= Lovorka Čoralić =

Croatian historian (1968–2026)

Lovorka Čoralić (8 February 1968 – 14 March 2026) was a Croatian historian.

== Life and career ==
Čoralić was born in Zagreb on 8 February 1968. She graduated in history in 1990 at the Faculty of Philosophy of the University of Zagreb. In 1995, she received her master's degree at the same faculty with the subject Roads in medieval Croatian lands. She defended her doctoral dissertation entitled "Croats in Venice" in 1998 at the Faculty of Philosophy in Zadar.

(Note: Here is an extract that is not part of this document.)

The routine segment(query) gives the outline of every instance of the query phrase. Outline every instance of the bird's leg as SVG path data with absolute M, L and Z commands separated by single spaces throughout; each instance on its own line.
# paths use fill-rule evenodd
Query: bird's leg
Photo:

She began her scientific career as an assistant at the Department of Croatian History of the Faculty of Philosophy in Zagreb (1992–1997). Since 1997, she has been employed at the Croatian Institute of History, where in 2011 she obtained the title of permanent scientific advisor.

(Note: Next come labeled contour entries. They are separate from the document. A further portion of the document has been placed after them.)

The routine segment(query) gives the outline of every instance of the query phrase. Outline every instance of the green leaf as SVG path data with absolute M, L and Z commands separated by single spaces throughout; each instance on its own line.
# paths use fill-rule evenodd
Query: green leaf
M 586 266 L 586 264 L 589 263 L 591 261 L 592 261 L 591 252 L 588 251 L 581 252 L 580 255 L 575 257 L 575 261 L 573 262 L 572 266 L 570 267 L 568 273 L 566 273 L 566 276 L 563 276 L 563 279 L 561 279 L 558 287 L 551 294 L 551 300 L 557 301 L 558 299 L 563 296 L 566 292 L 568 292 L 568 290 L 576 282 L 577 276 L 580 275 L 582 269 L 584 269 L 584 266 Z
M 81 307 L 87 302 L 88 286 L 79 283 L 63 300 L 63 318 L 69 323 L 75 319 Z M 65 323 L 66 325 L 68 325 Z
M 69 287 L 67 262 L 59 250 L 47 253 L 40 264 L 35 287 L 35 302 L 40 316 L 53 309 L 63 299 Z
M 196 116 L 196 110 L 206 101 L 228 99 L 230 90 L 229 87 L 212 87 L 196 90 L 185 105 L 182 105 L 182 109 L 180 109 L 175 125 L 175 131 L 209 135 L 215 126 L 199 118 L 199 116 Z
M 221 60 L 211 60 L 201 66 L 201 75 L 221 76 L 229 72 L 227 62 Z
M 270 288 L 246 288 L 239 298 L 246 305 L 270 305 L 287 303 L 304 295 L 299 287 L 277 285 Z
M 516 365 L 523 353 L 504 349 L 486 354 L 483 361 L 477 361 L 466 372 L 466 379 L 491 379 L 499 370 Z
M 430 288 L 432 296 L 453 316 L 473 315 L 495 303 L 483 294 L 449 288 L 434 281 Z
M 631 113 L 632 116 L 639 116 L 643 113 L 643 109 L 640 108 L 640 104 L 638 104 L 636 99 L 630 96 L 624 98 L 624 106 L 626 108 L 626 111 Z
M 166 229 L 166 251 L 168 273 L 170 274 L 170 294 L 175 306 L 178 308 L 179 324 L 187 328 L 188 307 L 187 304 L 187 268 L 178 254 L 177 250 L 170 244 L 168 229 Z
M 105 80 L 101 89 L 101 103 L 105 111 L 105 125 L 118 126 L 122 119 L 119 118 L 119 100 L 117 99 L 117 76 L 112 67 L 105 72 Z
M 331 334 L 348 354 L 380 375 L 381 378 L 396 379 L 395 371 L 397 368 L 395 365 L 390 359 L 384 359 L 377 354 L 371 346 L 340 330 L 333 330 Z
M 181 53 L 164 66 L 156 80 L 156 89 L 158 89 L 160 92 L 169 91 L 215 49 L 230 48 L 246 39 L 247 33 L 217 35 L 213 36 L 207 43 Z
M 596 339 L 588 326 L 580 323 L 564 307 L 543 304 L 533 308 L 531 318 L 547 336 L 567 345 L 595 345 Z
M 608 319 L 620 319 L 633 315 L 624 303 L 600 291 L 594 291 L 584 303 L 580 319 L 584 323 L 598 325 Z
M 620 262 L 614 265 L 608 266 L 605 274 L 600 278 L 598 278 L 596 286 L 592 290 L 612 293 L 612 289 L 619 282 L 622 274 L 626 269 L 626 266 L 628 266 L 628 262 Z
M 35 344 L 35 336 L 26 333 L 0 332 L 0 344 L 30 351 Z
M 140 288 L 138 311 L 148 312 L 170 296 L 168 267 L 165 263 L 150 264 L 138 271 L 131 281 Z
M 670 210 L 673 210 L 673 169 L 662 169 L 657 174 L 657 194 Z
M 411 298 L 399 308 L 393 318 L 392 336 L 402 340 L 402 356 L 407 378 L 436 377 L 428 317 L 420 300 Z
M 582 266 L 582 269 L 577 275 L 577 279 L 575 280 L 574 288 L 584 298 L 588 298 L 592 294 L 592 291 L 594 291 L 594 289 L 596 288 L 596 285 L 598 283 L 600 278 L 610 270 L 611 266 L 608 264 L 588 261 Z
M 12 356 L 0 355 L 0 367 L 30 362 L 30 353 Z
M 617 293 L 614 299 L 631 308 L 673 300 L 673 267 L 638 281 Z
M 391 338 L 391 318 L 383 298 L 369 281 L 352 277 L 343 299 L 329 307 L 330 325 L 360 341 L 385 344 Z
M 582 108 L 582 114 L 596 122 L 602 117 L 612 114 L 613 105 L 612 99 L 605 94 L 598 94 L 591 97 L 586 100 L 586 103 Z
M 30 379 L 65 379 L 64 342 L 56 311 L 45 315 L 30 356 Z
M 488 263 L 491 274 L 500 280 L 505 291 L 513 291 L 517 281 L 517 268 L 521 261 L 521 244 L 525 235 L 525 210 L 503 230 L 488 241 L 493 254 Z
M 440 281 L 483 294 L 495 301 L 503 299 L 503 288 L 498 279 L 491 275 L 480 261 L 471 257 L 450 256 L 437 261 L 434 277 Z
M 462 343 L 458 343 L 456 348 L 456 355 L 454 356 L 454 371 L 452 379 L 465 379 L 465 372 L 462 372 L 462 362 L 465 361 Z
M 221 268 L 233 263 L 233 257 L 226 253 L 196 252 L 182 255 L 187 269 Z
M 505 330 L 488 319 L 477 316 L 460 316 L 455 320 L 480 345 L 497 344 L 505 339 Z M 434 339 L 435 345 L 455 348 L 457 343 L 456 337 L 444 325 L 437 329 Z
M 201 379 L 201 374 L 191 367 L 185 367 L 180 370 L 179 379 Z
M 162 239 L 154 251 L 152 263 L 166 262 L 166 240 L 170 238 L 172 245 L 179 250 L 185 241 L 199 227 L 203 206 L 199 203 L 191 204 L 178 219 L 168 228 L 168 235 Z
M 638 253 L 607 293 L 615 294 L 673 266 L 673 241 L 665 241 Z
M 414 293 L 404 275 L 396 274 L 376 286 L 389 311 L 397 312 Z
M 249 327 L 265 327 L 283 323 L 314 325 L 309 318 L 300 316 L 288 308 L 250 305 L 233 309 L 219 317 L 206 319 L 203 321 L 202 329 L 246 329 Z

As an external associate-lecturer, she held courses on the history of Venice and Italy at the Catholic Faculty of Theology and Croatian Studies in Zagreb. She also collaborated in teaching and scientific research at the University of Primorska in Koper. During her career, she was a mentor to numerous historians.

Her book In the city of Saint Mark: the history of the Croatian community in Venice (2001), based on her doctoral dissertation, is considered one of her key works.

Čoralić died on 14 March 2026, at the age of 58.